The imagery itself—much of it shot on the artist’s iPhone—often points to its own materiality or changes in material state. A forest burns. Water spills or splashes—a reference to Harold Edgerton’s famous 1936 photograph Milk-Drop Coronet and to the earlier experiments of Muybridge and Marey. Edits, meanwhile, draw attention to processes of decay or transformation in a virtual sense—succumbing to pixilation, becoming ghostly like digital “snow.” In tandem, altered states of consciousness are suggested by imagery such as the motif of a child asleep. Within the slow loop of the imagery—so long that repeats take days rather than hours—beginnings and endings are willfully suspended. Here, Sze applies to sculpture the filmic idea of the edit, where meaning occurs in the splice, and the viewer, moving through the space, creates their own narrative arc.

In the ground floor gallery Sze debuts the first iteration of her ongoing project, Afterimage, which explores how images function as tools to make sense of the world. Comprised of multiple layers of paint, ink, paper, pencil, prints, objects, and wood, this new body of work, like Images in Debris, both re-frames and refracts the collision of images we are confronted with daily. The title, referring to the effect where an image continues to appear in our vision after exposure to the original image has ceased, also alludes to the filmic idea of the persistence of vision, where the afterimage fills in the gaps between film frames, setting still images into motion in our perception and memory.

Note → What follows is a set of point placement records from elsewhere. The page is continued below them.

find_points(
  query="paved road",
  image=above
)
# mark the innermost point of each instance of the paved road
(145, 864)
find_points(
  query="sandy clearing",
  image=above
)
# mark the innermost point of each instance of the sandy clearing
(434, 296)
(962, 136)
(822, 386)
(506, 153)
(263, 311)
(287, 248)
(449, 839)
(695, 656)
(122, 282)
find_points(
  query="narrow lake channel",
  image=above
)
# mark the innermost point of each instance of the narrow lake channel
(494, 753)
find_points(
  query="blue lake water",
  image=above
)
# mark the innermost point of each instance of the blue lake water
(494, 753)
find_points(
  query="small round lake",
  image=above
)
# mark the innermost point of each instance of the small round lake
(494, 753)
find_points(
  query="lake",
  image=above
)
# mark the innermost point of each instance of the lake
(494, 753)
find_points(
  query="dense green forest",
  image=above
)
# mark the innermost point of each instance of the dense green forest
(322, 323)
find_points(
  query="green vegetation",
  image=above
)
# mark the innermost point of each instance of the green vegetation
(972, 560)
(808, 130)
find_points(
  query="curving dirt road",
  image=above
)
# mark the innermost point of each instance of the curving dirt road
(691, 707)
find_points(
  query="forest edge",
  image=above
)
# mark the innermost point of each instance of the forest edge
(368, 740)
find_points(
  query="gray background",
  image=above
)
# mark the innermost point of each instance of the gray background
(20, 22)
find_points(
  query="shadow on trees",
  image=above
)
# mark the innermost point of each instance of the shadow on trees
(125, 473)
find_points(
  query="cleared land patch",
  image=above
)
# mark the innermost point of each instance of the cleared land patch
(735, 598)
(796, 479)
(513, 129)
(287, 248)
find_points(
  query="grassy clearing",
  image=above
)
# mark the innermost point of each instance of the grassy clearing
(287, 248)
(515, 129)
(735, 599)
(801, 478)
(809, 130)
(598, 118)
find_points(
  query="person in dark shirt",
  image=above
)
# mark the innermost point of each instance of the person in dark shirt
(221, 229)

Sze will complete much of this work on site, using the gallery walls as an active location to map, dissect, and construct images, laying bare the generative narrative of the studio as a live event. The process of how images are generated, collected, appropriated and developed to create other images is evident in the range of materials and paraphernalia on the walls. The wall becomes a place of experimentation where ideas in their conception are mapped out to create images. Traces of multiple image-making mediums are layered in the work, such as the ghost images of etching, the skidding surface of silkscreen printing, the layering cuts of collage, the dripping and brushing of paint, the exposure by light of photographs, the digital disturbance of computer processing, and the flickering movement of film. Circling the circumference of the gallery, the constellations of images shift in scale, fade, disappear, re-emerge, creating a storyboard of how an image is burned into memory and persists over time.

About the artist
Sarah Sze represented the United States at the Venice Biennale in 2013 and was awarded a MacArthur Fellowship in 2003. The artist has exhibited in museums worldwide, and her works are held in the permanent collections of prominent institutions, including The Museum of Modern Art, the Guggenheim Museum, and the Whitney Museum of American Art, New York; The Fondation Cartier, Paris; The Museum of Contemporary Art, Chicago; The San Francisco Museum of Modern Art; and the Museum of Modern Art, Los Angeles. Sze’s work has been featured in The Whitney Biennial (2000), the Carnegie International (1999) and several international biennials, including Berlin (1998), Guangzhou (2015), Liverpool (2008), Lyon (2009), São Paulo (2002), and Venice (1999, 2013, and 2015). Sze has also created public works for the High Line in New York, and subsequently the city’s Second Avenue Subway Station; the Massachusetts Institute of Technology; and the Walker Art Center in Minneapolis. Centrifuge, a major commission by Haus der Kunst, Munich, occupies the museum’s Middle Hall until August 12, 2018. Sze was born in Boston, Massachusetts and lives and works in New York.